Die Rückenlehne des Sitzmöbels besteht aus dünnen Streben oder gedrechselten Stäben, die wie die Stützen der Armlehnen in die Sitzfläche eingelassen sind. Die gleichfalls hölzerne Sitzfläche ist der Körperform angepasst. Wurden die Streben der Rückenlehne gedrechselt, galt dies auch für die Stuhlbeine, die sonst meist als * Cabriole leg ausgebildet sind. Die gedrechselte Ausführung soll ursprünglich vor allem nahe Windsor gefertigt worden sein, daher der Name; seit dem 18. Jahrhundert vornehmlich in Wycombe, Buckinghamshire, einem Zentrum der englischen Möbelherstellung.

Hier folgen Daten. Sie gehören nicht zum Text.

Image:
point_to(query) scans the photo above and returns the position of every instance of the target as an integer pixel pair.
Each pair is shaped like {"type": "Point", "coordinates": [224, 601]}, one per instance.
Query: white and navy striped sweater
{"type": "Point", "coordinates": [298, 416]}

Die Armlehnen sind bei den Stühlen oft um die hohe Rückenlehne optisch weitergeführt. Bei den seit 1725 auch in Amerika beliebten Windsor-Stühlen wurde manchmal eine Armlehne als Schreibunterlage verbreitert ausgeführt und die Variante "Writing Windsor" (Schreib-Windsor-Stuhl) genannt. Seit dem 19. Jh. wird der Windsorstuhl auch als * Schaukelstuhl hergestellt.

J. GLOAG, The Englishman´s Chair, London 1964; E. BIDWELL BATES, J. L. FAIRBANKS, American Furniture. 1620 to the Present, New York 1981.